In [None]:
import pandas as pd
import numpy as np
import torchtext
from scipy.stats import pearsonr

In [None]:
# Load the human data - English
english_ratings = pd.read_csv('./human_data/english_word_ratings.csv')
english_ratings.columns = [i.split('[')[1][:-1] for i in english_ratings.columns]
english_ratings.head()

In [None]:
# Compute means of human ratings for each word
english_means = pd.Series([np.mean(english_ratings[col]) for col in english_ratings.columns])

In [None]:
# FastText 2M embeddings - English
# Compute cosine similarities for the words rated by humans
vectors = torchtext.vocab.Vectors(name='crawl-300d-2M.vec', cache='.vector_cache')
teen_emb = vectors.get_vecs_by_tokens('teenager').numpy()
model_word_embs = np.stack([vectors.get_vecs_by_tokens(word.lower()).numpy() for word in english_ratings.columns])
teen_model_cos_sims = np.dot(model_word_embs, teen_emb) / (np.linalg.norm(model_word_embs, axis=1) * np.linalg.norm(teen_emb))

# Write human means and model cosine similarities to a tsv file
df = pd.DataFrame({'human_means': english_means, 'teen_model_cos_sims': teen_model_cos_sims})
df.to_csv('human_ai_comparison_results/english_ft_human_ai_sims.tsv', sep='\t', index=False)

# Compute Pearson correlation between human means and model cosine similarities
corr, p = pearsonr(english_means, teen_model_cos_sims)
print(f'Pearson correlation: {corr:.2f}, p-value: {p:.2f}')

In [None]:
# GloVe 840B embeddings - English
# Compute cosine similarities for the words rated by humans
vectors = torchtext.vocab.Vectors(name='glove.840B.300d.txt', cache='.vector_cache')
teen_emb = vectors.get_vecs_by_tokens('teenager').numpy()
model_word_embs = np.stack([vectors.get_vecs_by_tokens(word.lower()).numpy() for word in english_ratings.columns])
teen_model_cos_sims = np.dot(model_word_embs, teen_emb) / (np.linalg.norm(model_word_embs, axis=1) * np.linalg.norm(teen_emb))
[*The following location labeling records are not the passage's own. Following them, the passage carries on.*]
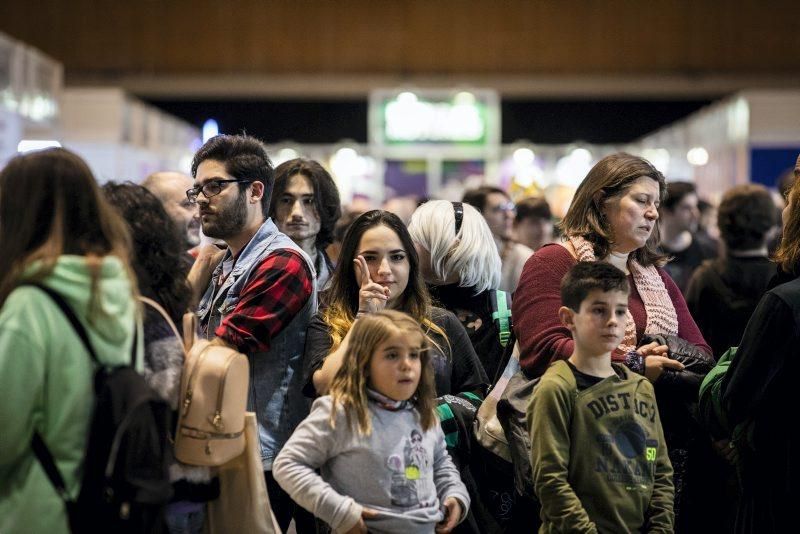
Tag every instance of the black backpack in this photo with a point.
(125, 484)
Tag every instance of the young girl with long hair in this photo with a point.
(55, 229)
(379, 269)
(375, 437)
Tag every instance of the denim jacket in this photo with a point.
(276, 375)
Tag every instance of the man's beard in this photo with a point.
(228, 221)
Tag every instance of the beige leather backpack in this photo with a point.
(213, 398)
(212, 404)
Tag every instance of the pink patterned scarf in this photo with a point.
(661, 316)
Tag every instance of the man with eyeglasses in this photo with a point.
(497, 208)
(258, 296)
(170, 189)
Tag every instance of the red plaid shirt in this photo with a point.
(268, 302)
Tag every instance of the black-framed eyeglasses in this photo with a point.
(505, 206)
(211, 188)
(458, 210)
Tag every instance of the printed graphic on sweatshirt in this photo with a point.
(627, 454)
(412, 474)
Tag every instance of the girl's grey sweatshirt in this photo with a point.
(401, 472)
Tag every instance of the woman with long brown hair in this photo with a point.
(56, 229)
(379, 268)
(759, 391)
(614, 218)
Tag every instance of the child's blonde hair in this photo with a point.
(349, 386)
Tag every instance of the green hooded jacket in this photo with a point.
(46, 384)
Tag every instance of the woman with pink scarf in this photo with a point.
(614, 218)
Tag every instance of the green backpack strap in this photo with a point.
(710, 397)
(501, 313)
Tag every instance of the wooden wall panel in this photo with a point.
(508, 37)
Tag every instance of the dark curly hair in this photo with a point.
(159, 259)
(244, 157)
(326, 194)
(745, 215)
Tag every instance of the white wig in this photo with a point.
(472, 254)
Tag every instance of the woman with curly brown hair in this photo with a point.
(759, 391)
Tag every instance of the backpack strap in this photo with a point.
(49, 465)
(40, 449)
(73, 320)
(501, 313)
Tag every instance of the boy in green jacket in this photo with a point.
(597, 448)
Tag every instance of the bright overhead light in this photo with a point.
(659, 157)
(27, 145)
(697, 156)
(581, 154)
(464, 98)
(407, 97)
(285, 154)
(523, 157)
(210, 129)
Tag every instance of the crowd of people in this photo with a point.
(373, 339)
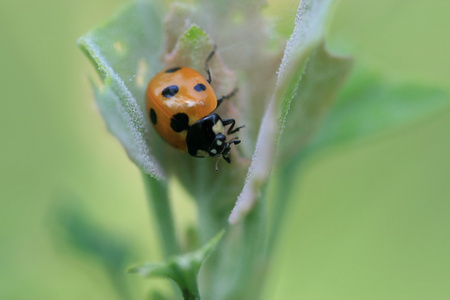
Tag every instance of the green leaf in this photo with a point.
(305, 68)
(126, 50)
(370, 104)
(182, 269)
(316, 91)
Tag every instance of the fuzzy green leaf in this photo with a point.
(370, 105)
(125, 49)
(182, 269)
(305, 68)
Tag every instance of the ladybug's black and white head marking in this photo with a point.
(170, 91)
(206, 137)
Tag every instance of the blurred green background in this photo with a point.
(370, 221)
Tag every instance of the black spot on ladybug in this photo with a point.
(179, 122)
(153, 116)
(172, 70)
(170, 91)
(200, 87)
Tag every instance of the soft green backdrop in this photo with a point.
(371, 221)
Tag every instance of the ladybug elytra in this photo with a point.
(180, 104)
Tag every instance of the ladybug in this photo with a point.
(181, 104)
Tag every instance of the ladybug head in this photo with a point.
(206, 137)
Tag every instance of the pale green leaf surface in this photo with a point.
(321, 80)
(125, 62)
(306, 38)
(369, 105)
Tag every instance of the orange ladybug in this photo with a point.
(180, 104)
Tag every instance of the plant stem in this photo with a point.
(159, 202)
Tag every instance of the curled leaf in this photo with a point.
(306, 70)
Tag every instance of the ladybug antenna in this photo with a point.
(217, 164)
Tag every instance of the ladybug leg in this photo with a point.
(208, 71)
(227, 149)
(224, 97)
(231, 130)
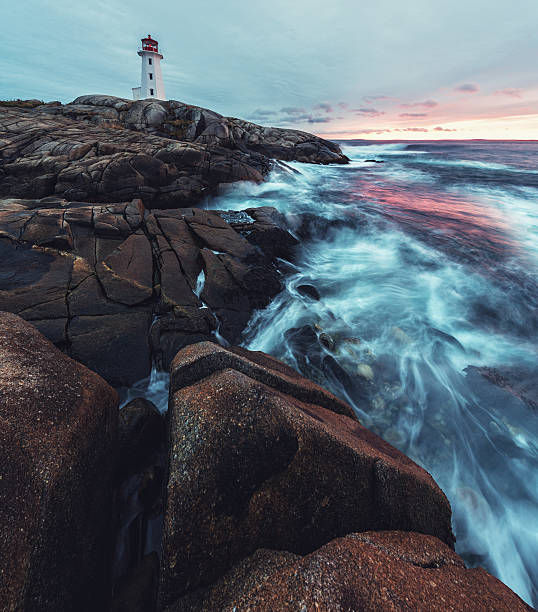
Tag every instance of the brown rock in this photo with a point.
(252, 467)
(127, 273)
(141, 435)
(57, 447)
(363, 571)
(115, 346)
(124, 269)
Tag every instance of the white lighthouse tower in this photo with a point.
(151, 81)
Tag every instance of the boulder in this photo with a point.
(370, 571)
(259, 457)
(141, 435)
(58, 425)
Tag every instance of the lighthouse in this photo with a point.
(151, 80)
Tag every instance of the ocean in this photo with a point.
(426, 267)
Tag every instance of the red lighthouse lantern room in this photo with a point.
(150, 44)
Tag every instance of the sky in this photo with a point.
(342, 69)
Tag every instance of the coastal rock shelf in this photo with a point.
(58, 423)
(119, 287)
(276, 497)
(170, 154)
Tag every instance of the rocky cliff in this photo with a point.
(271, 495)
(169, 154)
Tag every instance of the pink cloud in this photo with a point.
(423, 104)
(508, 91)
(467, 88)
(368, 112)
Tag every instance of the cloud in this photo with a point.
(262, 112)
(371, 99)
(508, 91)
(423, 104)
(368, 112)
(467, 88)
(323, 106)
(292, 110)
(318, 119)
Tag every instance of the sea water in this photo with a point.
(426, 264)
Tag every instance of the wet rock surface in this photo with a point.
(170, 154)
(258, 464)
(116, 286)
(58, 423)
(387, 570)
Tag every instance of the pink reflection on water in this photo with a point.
(452, 218)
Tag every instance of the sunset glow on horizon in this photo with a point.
(505, 114)
(421, 70)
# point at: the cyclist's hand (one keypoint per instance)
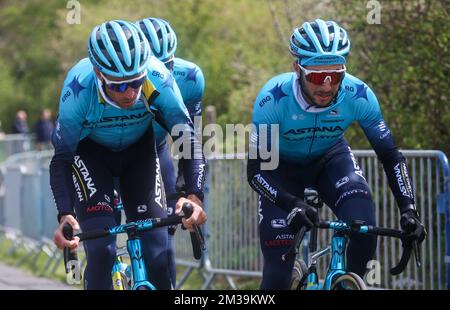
(411, 224)
(302, 215)
(198, 216)
(58, 237)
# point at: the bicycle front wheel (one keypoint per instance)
(348, 281)
(298, 273)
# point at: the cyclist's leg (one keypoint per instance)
(275, 236)
(142, 197)
(93, 198)
(168, 175)
(343, 187)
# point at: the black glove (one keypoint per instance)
(302, 215)
(411, 224)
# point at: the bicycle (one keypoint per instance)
(338, 278)
(139, 274)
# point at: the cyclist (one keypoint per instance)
(190, 80)
(104, 130)
(313, 107)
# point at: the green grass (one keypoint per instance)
(31, 266)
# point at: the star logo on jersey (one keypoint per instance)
(169, 82)
(191, 74)
(75, 86)
(361, 91)
(277, 93)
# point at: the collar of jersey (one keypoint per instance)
(147, 90)
(298, 95)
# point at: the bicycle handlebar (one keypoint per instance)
(197, 240)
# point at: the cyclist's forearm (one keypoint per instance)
(61, 184)
(394, 165)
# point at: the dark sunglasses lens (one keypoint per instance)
(120, 88)
(320, 78)
(169, 65)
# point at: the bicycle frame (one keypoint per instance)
(338, 249)
(134, 247)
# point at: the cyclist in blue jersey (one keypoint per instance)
(313, 107)
(190, 80)
(104, 130)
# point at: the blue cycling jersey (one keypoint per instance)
(190, 81)
(84, 112)
(307, 132)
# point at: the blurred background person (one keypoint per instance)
(20, 123)
(43, 128)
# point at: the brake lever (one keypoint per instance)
(293, 248)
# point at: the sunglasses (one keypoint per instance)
(122, 86)
(322, 76)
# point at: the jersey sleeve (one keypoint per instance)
(194, 103)
(266, 118)
(369, 116)
(73, 107)
(174, 116)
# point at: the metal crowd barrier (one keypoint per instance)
(233, 240)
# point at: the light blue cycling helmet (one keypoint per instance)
(162, 38)
(320, 43)
(119, 49)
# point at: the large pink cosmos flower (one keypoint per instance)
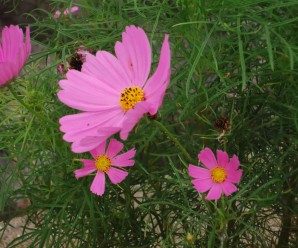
(220, 175)
(103, 163)
(113, 92)
(13, 52)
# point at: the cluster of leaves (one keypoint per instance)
(234, 65)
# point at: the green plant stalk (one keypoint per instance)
(172, 138)
(28, 107)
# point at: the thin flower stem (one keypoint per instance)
(28, 107)
(172, 138)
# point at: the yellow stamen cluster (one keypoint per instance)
(103, 163)
(218, 174)
(130, 97)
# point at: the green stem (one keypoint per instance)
(172, 138)
(28, 107)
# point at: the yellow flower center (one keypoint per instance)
(103, 163)
(218, 174)
(130, 97)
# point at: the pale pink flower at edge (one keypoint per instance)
(113, 91)
(106, 161)
(220, 175)
(13, 52)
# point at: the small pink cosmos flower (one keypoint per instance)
(220, 175)
(13, 52)
(105, 162)
(113, 91)
(66, 12)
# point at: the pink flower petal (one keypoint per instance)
(72, 10)
(116, 175)
(99, 183)
(7, 72)
(132, 118)
(233, 164)
(234, 176)
(228, 188)
(89, 143)
(207, 158)
(202, 185)
(87, 131)
(156, 86)
(222, 158)
(114, 148)
(13, 52)
(57, 14)
(198, 172)
(86, 93)
(134, 54)
(107, 69)
(123, 160)
(99, 150)
(215, 192)
(89, 167)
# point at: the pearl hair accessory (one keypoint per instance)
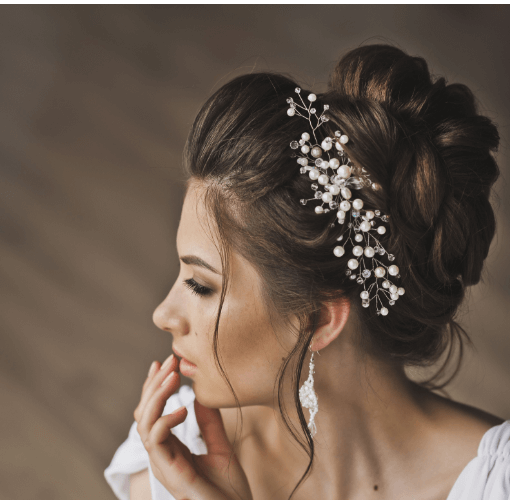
(333, 179)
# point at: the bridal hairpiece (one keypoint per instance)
(333, 179)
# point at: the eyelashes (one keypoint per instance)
(196, 288)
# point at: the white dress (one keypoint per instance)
(485, 477)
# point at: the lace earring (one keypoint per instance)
(308, 398)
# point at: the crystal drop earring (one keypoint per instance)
(308, 398)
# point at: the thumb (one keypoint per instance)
(212, 428)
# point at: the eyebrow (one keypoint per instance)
(193, 260)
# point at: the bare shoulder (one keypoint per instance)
(464, 421)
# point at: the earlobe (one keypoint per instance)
(333, 319)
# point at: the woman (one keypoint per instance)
(294, 311)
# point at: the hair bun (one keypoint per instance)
(432, 154)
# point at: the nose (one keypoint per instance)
(170, 316)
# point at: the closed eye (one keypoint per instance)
(196, 288)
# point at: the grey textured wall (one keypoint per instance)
(96, 103)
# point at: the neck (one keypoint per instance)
(371, 419)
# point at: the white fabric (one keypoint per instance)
(485, 477)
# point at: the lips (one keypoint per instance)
(179, 355)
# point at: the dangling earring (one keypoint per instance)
(308, 398)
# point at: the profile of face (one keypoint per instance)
(249, 349)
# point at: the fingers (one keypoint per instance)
(212, 428)
(156, 403)
(156, 375)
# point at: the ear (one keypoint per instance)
(332, 321)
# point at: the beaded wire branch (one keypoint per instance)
(337, 177)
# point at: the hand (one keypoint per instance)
(185, 475)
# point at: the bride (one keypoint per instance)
(326, 242)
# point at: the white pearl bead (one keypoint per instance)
(326, 145)
(346, 193)
(345, 205)
(365, 226)
(353, 263)
(327, 197)
(314, 174)
(379, 272)
(357, 204)
(369, 252)
(393, 270)
(334, 189)
(316, 152)
(339, 251)
(323, 179)
(344, 171)
(357, 250)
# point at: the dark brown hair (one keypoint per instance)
(426, 145)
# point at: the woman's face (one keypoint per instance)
(249, 350)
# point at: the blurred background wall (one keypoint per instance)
(96, 103)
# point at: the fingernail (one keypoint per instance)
(152, 369)
(168, 378)
(167, 362)
(178, 410)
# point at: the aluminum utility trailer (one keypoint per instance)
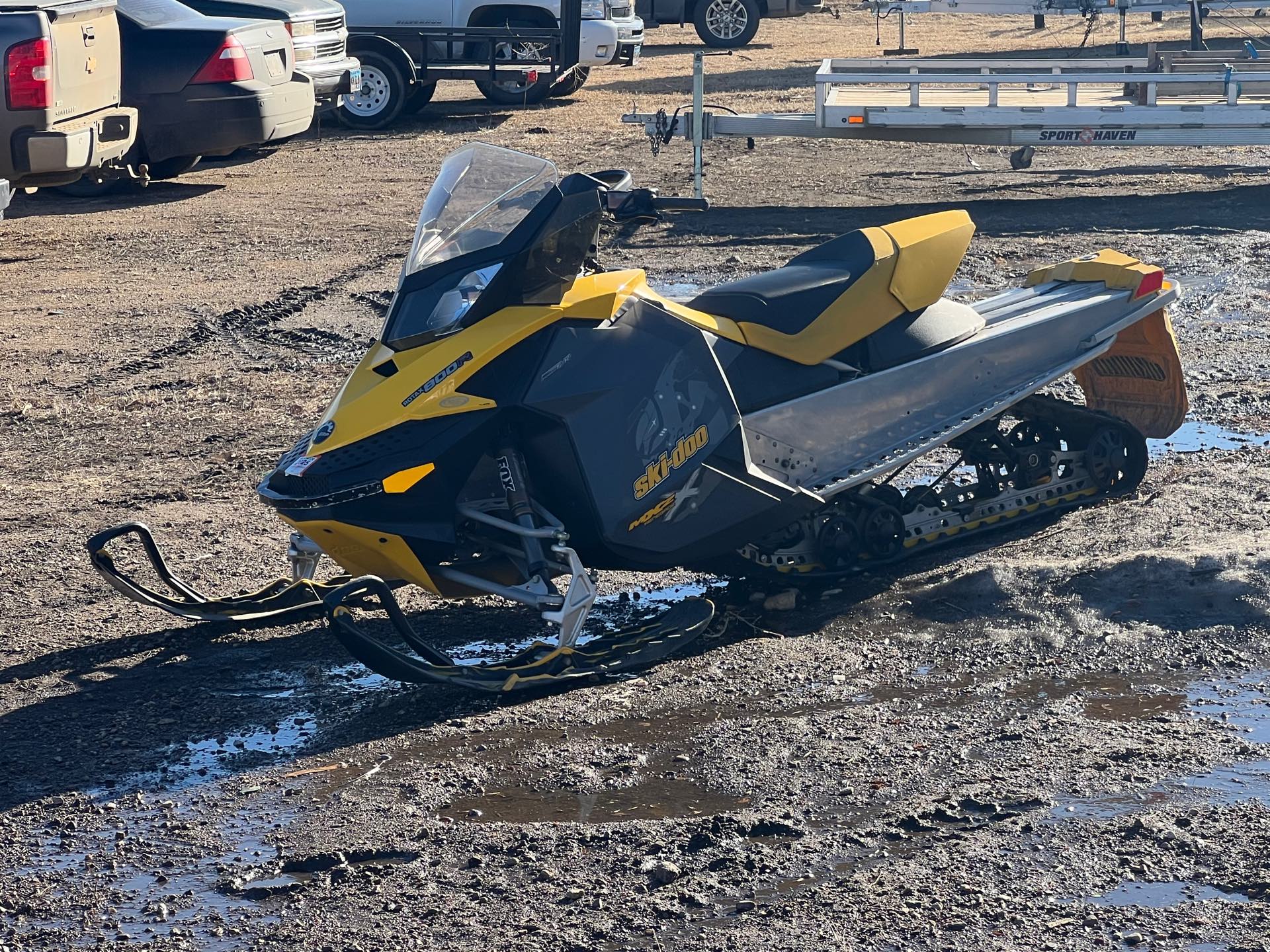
(1039, 9)
(1169, 99)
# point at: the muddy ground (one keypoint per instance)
(1058, 740)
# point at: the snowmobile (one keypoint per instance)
(527, 416)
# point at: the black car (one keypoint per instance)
(204, 87)
(318, 31)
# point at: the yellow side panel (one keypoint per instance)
(366, 553)
(1115, 270)
(370, 403)
(930, 252)
(1140, 379)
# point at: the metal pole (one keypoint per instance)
(698, 92)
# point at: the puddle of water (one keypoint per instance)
(656, 799)
(1244, 702)
(1197, 437)
(1162, 895)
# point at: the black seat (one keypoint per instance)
(789, 299)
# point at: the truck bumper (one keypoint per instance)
(218, 118)
(630, 42)
(331, 78)
(62, 154)
(599, 42)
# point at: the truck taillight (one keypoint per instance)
(30, 75)
(229, 63)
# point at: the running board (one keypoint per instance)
(841, 437)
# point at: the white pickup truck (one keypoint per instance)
(397, 78)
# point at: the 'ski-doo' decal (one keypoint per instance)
(427, 387)
(661, 508)
(661, 467)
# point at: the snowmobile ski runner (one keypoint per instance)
(529, 416)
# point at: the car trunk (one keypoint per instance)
(269, 50)
(85, 58)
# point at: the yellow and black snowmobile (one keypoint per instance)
(527, 414)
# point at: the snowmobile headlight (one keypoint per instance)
(458, 301)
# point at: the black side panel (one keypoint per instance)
(760, 379)
(644, 411)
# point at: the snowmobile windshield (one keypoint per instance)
(480, 194)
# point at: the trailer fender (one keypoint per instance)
(370, 42)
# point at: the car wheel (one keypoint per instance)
(516, 92)
(88, 187)
(379, 100)
(572, 83)
(726, 24)
(419, 97)
(175, 167)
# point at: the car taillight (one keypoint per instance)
(229, 63)
(30, 75)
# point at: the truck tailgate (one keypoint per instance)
(85, 58)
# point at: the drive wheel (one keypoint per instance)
(837, 543)
(517, 92)
(1117, 459)
(572, 83)
(726, 24)
(421, 95)
(380, 99)
(175, 167)
(882, 531)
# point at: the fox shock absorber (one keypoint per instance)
(511, 474)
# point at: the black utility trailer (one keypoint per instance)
(402, 65)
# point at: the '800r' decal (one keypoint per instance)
(659, 469)
(427, 387)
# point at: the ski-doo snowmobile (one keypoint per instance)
(527, 415)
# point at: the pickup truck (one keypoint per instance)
(394, 60)
(60, 114)
(726, 24)
(318, 32)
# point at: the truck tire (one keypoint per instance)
(726, 24)
(572, 83)
(421, 95)
(512, 93)
(380, 100)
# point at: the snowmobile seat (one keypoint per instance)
(839, 294)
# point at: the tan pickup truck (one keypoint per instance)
(60, 111)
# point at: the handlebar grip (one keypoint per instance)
(672, 204)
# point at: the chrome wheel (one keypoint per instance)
(372, 97)
(727, 19)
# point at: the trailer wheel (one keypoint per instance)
(380, 99)
(516, 92)
(571, 84)
(726, 24)
(419, 97)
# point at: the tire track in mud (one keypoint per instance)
(249, 323)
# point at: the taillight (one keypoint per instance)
(229, 63)
(30, 75)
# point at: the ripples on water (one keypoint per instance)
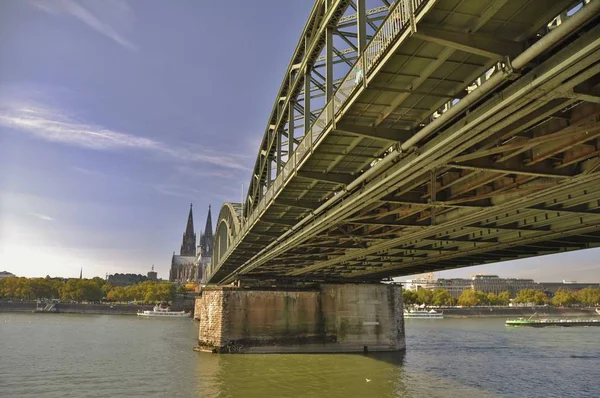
(48, 355)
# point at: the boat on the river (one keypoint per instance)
(164, 312)
(423, 314)
(540, 323)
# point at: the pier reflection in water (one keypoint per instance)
(48, 355)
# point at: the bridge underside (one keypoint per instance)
(514, 174)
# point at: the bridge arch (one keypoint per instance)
(228, 227)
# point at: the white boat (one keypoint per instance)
(164, 312)
(423, 314)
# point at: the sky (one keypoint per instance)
(116, 115)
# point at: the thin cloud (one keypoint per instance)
(176, 190)
(55, 126)
(90, 18)
(42, 216)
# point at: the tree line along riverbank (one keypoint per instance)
(90, 290)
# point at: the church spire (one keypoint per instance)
(188, 246)
(208, 236)
(208, 227)
(189, 229)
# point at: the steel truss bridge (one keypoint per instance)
(423, 135)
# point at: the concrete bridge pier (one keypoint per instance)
(325, 318)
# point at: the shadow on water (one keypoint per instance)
(301, 375)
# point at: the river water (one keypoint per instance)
(50, 355)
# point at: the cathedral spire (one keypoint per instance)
(189, 229)
(208, 227)
(207, 238)
(188, 246)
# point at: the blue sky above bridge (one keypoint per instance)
(115, 115)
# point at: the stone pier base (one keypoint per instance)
(330, 318)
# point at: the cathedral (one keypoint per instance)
(187, 267)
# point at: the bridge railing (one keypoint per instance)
(401, 16)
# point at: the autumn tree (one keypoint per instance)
(409, 297)
(589, 296)
(442, 297)
(469, 298)
(424, 296)
(565, 298)
(536, 297)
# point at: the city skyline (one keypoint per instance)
(114, 116)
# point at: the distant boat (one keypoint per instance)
(540, 323)
(423, 314)
(164, 312)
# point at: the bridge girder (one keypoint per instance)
(493, 174)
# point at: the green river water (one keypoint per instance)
(49, 355)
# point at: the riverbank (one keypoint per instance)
(475, 312)
(76, 308)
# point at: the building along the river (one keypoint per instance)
(483, 283)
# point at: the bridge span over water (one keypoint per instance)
(422, 135)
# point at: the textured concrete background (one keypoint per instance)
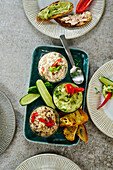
(18, 38)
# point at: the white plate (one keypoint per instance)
(48, 162)
(102, 118)
(53, 29)
(7, 122)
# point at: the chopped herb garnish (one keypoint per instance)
(68, 128)
(97, 91)
(54, 69)
(73, 74)
(58, 133)
(49, 86)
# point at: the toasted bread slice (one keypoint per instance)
(50, 12)
(75, 20)
(82, 133)
(77, 118)
(70, 132)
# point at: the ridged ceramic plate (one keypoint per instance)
(48, 162)
(102, 118)
(7, 122)
(58, 138)
(53, 29)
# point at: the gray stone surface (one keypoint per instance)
(18, 38)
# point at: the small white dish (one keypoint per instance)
(102, 118)
(48, 162)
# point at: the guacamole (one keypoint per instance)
(66, 102)
(107, 89)
(55, 9)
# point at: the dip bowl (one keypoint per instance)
(44, 121)
(65, 102)
(53, 67)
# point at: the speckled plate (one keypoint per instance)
(7, 122)
(102, 118)
(48, 162)
(53, 29)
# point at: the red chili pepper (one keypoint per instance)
(56, 62)
(106, 100)
(35, 114)
(69, 89)
(77, 89)
(52, 122)
(82, 5)
(42, 120)
(32, 119)
(43, 69)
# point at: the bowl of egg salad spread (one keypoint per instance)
(66, 98)
(44, 121)
(53, 67)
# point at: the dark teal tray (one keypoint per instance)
(78, 54)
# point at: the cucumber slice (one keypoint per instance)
(29, 98)
(32, 89)
(44, 93)
(106, 81)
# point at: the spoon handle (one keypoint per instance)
(67, 50)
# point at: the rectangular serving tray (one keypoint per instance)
(58, 138)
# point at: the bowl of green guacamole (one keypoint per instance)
(65, 102)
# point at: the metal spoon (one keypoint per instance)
(75, 72)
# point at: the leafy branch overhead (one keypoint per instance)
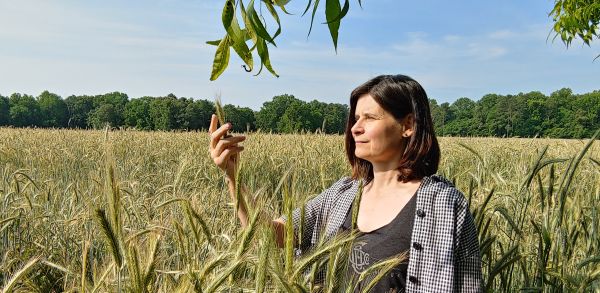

# Write human means and model cosine similarities to a tsv file
df = pd.DataFrame({'human_means': english_means, 'teen_model_cos_sims': teen_model_cos_sims})
df.to_csv('human_ai_comparison_results/english_glove_human_ai_sims.tsv', sep='\t', index=False)

# Compute Pearson correlation between human means and model cosine similarities
corr, p = pearsonr(english_means, teen_model_cos_sims)
print(f'Pearson correlation: {corr:.2f}, p-value: {p:.2f}')

In [None]:
# Load the human data - Nepali
nepali_ratings = pd.read_csv('./human_data/nepali_word_ratings.csv')
nepali_ratings.columns = [i.split('[')[1][:-1] for i in nepali_ratings.columns]
nepali_ratings.head()

In [None]:
# Compute means of human ratings for each word
nepali_means = pd.Series([np.mean(nepali_ratings[col]) for col in nepali_ratings.columns])

In [None]:
# Use translations of the English words to Nepali, rather than spreadsheet English
nepali_translation_dict = {
    'rebellious': 'विद्रोही',
    'energetic': 'ऊर्जावान',
    'moody': 'मुडी',
    'curious': 'उत्सुक',
    'independent': 'स्वतन्त्र',
    'social': 'सामाजिक',
    'impulsive': 'आकस्मिक',
    'creative': 'सृजनात्मक',
    'confident': 'आत्मविश्वासी',
    'thoughtful': 'विचारशील',
    'carefree': 'चिन्तामुक्त',
    'adventurous': 'साहसी',
    'inquisitive': 'जिज्ञासु',
    'emotional': 'भावनात्मक',
    'restless': 'बेचैन',
    'innovative': 'अभिनव',
    'idealistic': 'आदर्शवादी',
    'opinionated': 'विचारशील',
    'resourceful': 'संसाधन',
    'influential': 'प्रभावशाली'
}

In [None]:
# FastText CC embeddings - Nepali
# Compute cosine similarities for the words rated by humans
vectors = torchtext.vocab.Vectors(name='cc.ne.300.vec', cache='.vector_cache')
teen_emb = vectors.get_vecs_by_tokens('किशोर').numpy()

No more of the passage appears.